[The Music Blog] #DearArtist: When to dump your first manager

“Have you heard from Chilly”, a text from Chilly D’s unceremoniously dismissed first manager, Bestman read one late night. I was in between jobs last year when an A&R job for a small Lagos based label Chilly D was signed to, swept onto my plate. Immediate fears of an unstructured work environment first underwhelmed the experience but working with upcoming artists who had the ego(s) of renowned musicians made it worse. That text from Bestman was the first of many, (some of which i eventually began to ignore)in attempts to contact Chilly D through me, the nearest inside man to the label’s top level affairs.
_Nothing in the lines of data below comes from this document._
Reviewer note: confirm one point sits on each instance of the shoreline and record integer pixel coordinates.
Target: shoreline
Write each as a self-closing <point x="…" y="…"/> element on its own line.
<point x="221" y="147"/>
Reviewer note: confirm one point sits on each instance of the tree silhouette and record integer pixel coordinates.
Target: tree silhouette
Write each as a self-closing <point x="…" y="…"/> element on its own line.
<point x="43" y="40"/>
Chilly D was a spoiled underachieving artist alright, bus his relationship with Bestman had been largely fettered through an old friendship born of growing up in the same neighbourhood. By design when Bestman found out his friend, Chilly was the talented one, he became his biggest fan and supporter, helping his friend book his first street shows and Private University gigs that occasionally paid off with enough money to buy both of them new jeans. Their dreams and aspirations were ultimately tied together until the label where I worked took over Chilly D’s management and releases, leaving Bestman in the inconceivable cold of being left behind.

Agreed, loyalty is a great perk many artists on the rise to fame do not have, but Chilly D and Bestman’s story is not the first of its kind. The circumstances may differ but many a time the love story of a first manager and a growing artist is doomed from the onset.
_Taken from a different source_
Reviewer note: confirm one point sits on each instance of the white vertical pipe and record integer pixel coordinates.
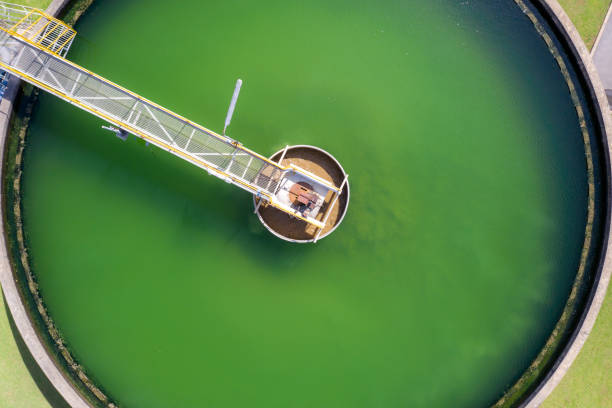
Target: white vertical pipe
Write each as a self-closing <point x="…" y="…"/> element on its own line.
<point x="230" y="111"/>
Many first managers are usually friends or nearby relatives to the upcoming artist, as such there are occasionally professional boundaries that would impossible to set due to premise of the relationship. Artist management is built off respect and trust, and for an artist to respect his manager, there must be proof he can leap through hurdles to score all the right gigs and exposure.
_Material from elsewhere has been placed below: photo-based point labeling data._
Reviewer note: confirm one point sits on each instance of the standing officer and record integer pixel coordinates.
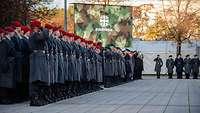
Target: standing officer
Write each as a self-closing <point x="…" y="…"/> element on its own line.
<point x="179" y="63"/>
<point x="18" y="59"/>
<point x="38" y="65"/>
<point x="187" y="66"/>
<point x="158" y="65"/>
<point x="195" y="67"/>
<point x="7" y="76"/>
<point x="25" y="62"/>
<point x="170" y="66"/>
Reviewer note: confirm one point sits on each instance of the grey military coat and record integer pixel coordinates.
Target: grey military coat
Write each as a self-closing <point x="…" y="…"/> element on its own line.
<point x="170" y="65"/>
<point x="195" y="65"/>
<point x="187" y="65"/>
<point x="158" y="65"/>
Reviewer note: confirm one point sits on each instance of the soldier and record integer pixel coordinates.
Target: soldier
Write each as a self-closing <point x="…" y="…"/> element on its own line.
<point x="25" y="62"/>
<point x="128" y="63"/>
<point x="179" y="63"/>
<point x="18" y="60"/>
<point x="170" y="66"/>
<point x="1" y="34"/>
<point x="39" y="77"/>
<point x="195" y="67"/>
<point x="99" y="60"/>
<point x="138" y="66"/>
<point x="187" y="66"/>
<point x="158" y="65"/>
<point x="7" y="76"/>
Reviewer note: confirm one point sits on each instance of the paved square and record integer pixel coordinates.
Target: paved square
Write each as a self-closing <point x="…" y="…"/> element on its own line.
<point x="142" y="96"/>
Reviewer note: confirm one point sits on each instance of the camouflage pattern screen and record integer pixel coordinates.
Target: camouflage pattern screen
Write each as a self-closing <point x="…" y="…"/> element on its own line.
<point x="108" y="24"/>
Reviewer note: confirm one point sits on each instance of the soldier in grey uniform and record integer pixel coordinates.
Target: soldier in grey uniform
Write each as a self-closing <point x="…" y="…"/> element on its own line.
<point x="7" y="76"/>
<point x="39" y="77"/>
<point x="158" y="65"/>
<point x="187" y="66"/>
<point x="170" y="66"/>
<point x="195" y="66"/>
<point x="179" y="63"/>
Dear artist, romanticising the idea of eating with the same manager you’re currently hustling with is no doubt noble, but you must test your reality with results. To stop hearts from getting hurt and egos from clashing in future, you probably want to start by not making your best friend your manager. Find the best way to work with people on your team but everyone must know their in the grand plan, nothing in set in stone until your dreams come through.